Begonnen hatte der kometenhafte Aufstieg der Sanhadja-Masiren südlich der Sahara, wo die Savannenlandschaft Schwarzafrikas begann. Dort endete die Herrschaft des Islam an den stets unruhigen Weidegebieten heidnischer Nomadenstämme, und dort waren eine Reihe stark befestigter Grenzburgen entstanden, sogenannte "Ribats", "Glaubensburgen". In den Ribats wohnten eine Reihe auserwählter Glaubenskriege, die ihr Leben dem "Heiligen Krieg" und der Religion geweiht hatten; meist lebten sie streng asketisch und kannten neben den täglichen Kampfübungen nur die Versammlung zum Gebet und der Koranlesung. Ein marokkanischer Einsiedler namens Abdallah Ibn Yasin errichtete mit seinen Gefolgsleuten ein Ribat auf einer Insel des Miger im Senegal. Er muß ein Mann von einer bemerkenswerten Ausstrahlung gewesen sein, denn er konnte innerhalb kurzer Zeit die verschiedensten Kaids ("Führer") der Sanhadja-Masiren auf sich aufmerksam machen. Ein Kaid nach dem anderen besuchte ihn in seinem spröden, spartanisch wirkenden Ribat und lauschte fasziniert den Predigten dieses Eiferers. Abdallah Ibn Yasin predigte den "Heiligen Krieg". Religion sei dazu da, um mit dem Schwert den "Ungläubigen" gebracht zu werden. Und als "ungläubig" galten auch die Muslime, die nicht streng genug die Gebote des Korans befolgten. Fanatisch führten die Kaids Krieg gegen heidnische Nomaden im Süden wie gegen muslimische Stämme im Norden. Ihr Heer hatte ständigen Zulauf immer neuer Anhänger. Dem Kaid der Lamtuna-Masiren gelang es schließlich, all diese Glaubenskrieger unter seiner Führung zu einigen. Er begründete den Orden der "Al Murabitun", "Männer der Glaubensburg". Ihr geistiger Führer wurde der Einsiedler Abdallah Ibn Yasin, ihr Feldherr aber der Kaid Ibn Tashufin. Später haben die Spanier aus dieser Bezeichnung "Almoravides" gemacht - und dies sollte der Name der ersten überragenden masirischen Dynastie werden.
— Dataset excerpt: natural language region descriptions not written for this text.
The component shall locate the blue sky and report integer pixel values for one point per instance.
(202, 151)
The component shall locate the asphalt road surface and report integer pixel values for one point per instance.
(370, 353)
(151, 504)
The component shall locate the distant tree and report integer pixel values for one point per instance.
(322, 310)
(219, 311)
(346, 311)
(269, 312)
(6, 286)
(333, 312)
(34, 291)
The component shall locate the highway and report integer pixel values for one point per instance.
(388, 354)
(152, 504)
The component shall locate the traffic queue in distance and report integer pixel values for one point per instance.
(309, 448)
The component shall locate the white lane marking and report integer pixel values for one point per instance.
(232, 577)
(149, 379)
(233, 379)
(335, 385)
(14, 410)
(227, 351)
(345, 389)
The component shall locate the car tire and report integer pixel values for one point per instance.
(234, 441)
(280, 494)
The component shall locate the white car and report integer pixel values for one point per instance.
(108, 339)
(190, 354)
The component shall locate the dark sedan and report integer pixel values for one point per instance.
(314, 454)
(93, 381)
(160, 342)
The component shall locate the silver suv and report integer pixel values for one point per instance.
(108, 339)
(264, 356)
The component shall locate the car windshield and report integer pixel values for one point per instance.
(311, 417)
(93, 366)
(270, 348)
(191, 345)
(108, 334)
Es war nicht einfach, zum engsten Kreis des Ordens zu gehören. Jeder, der in den Orden eintreten wollte, hatte sich auf seine Härte und seine Glaubensstärke prüfen zu lassen. Er mußte 100 Peitschenhiebe auf seinen nackten, bewegungslos hingehaltenen Rücken niederprasseln lassen und bekam so einen Vorgeschmack von der spartanischen Disziplin, die ihn erwartete. Schmerzen ertragen bis zum äußersten und gehorchen - dies waren die obersten Tugenden der "Al Murabitun".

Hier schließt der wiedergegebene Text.